Toilet paper is an essential household product that most of us use multiple times a day without much thought. However, not all toilet paper is created equal. The texture, strength, absorbency, environmental impact, and price can vary widely between different types of toilet paper. Two of the oldest and most well-known varieties of premium toilet paper are bone and linen.

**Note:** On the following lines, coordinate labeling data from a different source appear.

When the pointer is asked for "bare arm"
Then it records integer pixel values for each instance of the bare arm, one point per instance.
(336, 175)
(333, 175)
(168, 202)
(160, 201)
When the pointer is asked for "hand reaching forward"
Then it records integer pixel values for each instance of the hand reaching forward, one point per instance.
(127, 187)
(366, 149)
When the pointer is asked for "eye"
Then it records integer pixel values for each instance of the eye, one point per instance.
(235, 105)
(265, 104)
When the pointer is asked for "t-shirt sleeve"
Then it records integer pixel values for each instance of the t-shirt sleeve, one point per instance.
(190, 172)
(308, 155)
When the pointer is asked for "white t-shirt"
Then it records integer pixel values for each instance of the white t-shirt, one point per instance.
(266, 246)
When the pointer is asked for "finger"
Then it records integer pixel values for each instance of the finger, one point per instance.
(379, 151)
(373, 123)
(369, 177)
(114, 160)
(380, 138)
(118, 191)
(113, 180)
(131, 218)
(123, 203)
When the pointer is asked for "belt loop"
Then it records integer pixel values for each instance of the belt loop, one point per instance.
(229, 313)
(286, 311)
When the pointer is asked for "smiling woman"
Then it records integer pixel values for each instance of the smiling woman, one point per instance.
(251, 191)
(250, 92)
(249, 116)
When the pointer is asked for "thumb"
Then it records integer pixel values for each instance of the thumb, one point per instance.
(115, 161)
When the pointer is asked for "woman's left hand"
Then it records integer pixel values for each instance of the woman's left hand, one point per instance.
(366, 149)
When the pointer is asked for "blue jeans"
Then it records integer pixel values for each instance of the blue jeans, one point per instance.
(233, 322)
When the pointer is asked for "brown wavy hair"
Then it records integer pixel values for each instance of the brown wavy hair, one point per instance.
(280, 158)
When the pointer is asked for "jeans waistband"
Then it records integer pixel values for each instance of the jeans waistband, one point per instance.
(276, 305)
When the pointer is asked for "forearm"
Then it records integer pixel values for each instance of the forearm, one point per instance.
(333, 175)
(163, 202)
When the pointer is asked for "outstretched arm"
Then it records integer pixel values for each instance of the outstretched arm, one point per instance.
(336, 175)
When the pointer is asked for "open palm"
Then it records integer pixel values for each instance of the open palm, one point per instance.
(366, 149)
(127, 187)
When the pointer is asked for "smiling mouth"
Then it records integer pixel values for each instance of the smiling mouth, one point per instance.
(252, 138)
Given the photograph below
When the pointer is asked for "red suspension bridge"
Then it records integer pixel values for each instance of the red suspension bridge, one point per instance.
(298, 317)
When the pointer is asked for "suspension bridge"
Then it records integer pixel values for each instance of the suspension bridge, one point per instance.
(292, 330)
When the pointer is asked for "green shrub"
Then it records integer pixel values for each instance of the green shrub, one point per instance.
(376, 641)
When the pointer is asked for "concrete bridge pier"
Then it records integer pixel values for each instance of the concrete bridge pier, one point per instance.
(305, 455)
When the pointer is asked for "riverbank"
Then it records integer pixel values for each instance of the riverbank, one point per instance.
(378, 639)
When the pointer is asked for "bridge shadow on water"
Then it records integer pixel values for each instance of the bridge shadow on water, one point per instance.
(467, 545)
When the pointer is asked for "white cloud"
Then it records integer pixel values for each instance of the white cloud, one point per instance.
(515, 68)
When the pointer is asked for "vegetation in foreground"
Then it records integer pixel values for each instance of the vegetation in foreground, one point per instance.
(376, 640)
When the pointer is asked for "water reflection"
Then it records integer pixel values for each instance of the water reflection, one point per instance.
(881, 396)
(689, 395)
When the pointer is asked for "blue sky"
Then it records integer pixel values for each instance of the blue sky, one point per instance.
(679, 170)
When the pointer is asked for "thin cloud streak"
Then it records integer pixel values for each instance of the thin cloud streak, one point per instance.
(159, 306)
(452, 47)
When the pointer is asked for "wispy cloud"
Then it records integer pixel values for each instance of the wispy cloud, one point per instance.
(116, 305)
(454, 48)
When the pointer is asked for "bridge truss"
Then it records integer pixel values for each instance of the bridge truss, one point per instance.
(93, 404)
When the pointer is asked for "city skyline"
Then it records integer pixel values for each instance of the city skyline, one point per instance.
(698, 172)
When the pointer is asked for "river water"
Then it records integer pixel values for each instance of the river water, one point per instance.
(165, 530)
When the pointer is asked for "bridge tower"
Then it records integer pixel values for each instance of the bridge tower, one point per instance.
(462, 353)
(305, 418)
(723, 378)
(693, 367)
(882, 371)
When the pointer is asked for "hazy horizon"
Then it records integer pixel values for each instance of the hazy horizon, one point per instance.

Both American Standard Bone and Linen toilet papers have luxurious reputations and historical pedigrees, but they have distinct compositions and characteristics.

In this article, we will dive into the key differences between bone and linen toilet paper to help you determine which is better suited for your household. We will explore the manufacturing process, components, pros and cons, and typical pricing for each type. We’ll also directly compare them on important factors like texture, absorbency, strength, and environmental friendliness. By the end, you’ll have a clear sense of which variety offers the right blend of qualities for your needs and preferences.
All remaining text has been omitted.